Benchmark results before:

num_operations: 1000000
insert      : 191.090 s (  5238.3/s) CPU; 191.106 s (  5237.7/s) wall clock
lookup      : 30.430 s ( 33068.8/s) CPU; 30.428 s ( 33064.0/s) wall clock
lookup_range: 85.700 s ( 11694.5/s) CPU; 85.700 s ( 11693.6/s) wall clock
insert2     : 143.320 s (  6986.7/s) CPU; 143.315 s (  6986.6/s) wall clock
remove      : 246.010 s (  4068.0/s) CPU; 246.013 s (  4067.9/s) wall clock
remove_range: 225.210 s (  4444.0/s) CPU; 225.286 s (  4442.4/s) wall clock

That's insert, lookup, and remove operations (and range operations) on a B-tree with one million keys. insert2 is insertions where keys are sorted. All nodes are stored in memory, not on disk.

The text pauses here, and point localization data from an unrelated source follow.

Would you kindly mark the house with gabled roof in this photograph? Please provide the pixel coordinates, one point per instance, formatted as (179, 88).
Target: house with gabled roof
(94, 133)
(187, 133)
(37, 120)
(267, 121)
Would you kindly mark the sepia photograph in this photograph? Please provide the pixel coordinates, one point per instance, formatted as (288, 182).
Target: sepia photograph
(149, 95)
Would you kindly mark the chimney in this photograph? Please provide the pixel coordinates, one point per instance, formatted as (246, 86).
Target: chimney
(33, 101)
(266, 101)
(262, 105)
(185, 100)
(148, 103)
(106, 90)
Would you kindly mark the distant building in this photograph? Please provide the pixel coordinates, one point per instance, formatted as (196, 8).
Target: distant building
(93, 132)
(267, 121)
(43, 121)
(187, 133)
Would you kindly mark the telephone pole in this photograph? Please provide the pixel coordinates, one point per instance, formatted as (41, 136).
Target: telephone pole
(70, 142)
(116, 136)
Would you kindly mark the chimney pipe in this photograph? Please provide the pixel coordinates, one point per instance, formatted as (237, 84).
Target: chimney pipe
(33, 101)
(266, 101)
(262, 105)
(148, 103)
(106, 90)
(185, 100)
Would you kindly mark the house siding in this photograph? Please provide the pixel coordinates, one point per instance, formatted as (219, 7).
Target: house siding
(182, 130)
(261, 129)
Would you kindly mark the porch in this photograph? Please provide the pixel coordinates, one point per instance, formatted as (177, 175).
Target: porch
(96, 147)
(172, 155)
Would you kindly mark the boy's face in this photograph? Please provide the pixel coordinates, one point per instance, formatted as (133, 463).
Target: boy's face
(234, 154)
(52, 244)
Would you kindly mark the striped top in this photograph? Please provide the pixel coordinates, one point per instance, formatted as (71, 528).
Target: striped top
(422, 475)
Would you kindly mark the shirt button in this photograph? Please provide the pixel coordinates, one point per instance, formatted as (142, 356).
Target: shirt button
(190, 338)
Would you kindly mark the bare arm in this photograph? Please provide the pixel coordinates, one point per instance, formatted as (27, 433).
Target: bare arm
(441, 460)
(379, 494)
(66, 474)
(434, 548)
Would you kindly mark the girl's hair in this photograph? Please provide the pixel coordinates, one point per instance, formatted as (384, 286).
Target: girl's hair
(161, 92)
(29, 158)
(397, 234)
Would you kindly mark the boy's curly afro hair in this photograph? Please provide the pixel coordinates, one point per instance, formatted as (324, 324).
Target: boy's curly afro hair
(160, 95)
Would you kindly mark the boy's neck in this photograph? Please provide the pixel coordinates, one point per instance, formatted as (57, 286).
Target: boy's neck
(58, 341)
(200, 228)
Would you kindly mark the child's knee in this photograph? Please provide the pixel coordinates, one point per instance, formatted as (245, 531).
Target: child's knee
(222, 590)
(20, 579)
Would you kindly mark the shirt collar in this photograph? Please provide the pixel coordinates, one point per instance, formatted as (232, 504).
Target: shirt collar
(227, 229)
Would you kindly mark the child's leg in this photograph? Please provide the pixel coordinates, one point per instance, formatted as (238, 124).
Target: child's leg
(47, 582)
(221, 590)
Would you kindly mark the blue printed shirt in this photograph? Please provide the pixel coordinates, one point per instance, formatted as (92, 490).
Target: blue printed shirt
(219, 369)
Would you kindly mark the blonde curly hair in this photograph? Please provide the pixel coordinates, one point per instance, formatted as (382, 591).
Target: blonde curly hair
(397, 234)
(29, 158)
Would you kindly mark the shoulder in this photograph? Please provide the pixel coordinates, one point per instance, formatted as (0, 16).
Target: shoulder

After some micro-optimization (replacing my own flexible bsearch implementation with the Python standard library one):

num_operations: 1000000
insert      : 97.850 s ( 10237.5/s) CPU; 97.860 s ( 10237.1/s) wall clock
lookup      : 12.430 s ( 81566.1/s) CPU; 12.429 s ( 81609.8/s) wall clock
lookup_range: 52.670 s ( 19047.6/s) CPU; 52.669 s ( 19050.0/s) wall clock
insert2     : 72.600 s ( 13806.4/s) CPU; 72.595 s ( 13808.6/s) wall clock
remove      : 134.510 s (  7443.8/s) CPU; 134.512 s (  7444.0/s) wall clock
remove_range: 169.740 s (  5897.3/s) CPU; 169.795 s (  5895.6/s) wall clock

Not bad, for a train ride's work, with some additional improvements late at night in a hotel room.

Code is clearer too, now, at least mostly. And there's less of it: duplicating standard library functionality always maks me feel icky.

The numbers for removals look bad, really bad. Espcially range removal should be much better. If anyone wanted to get familiar with my btree code base, that would be an excellent place to start from. See the README for instructions.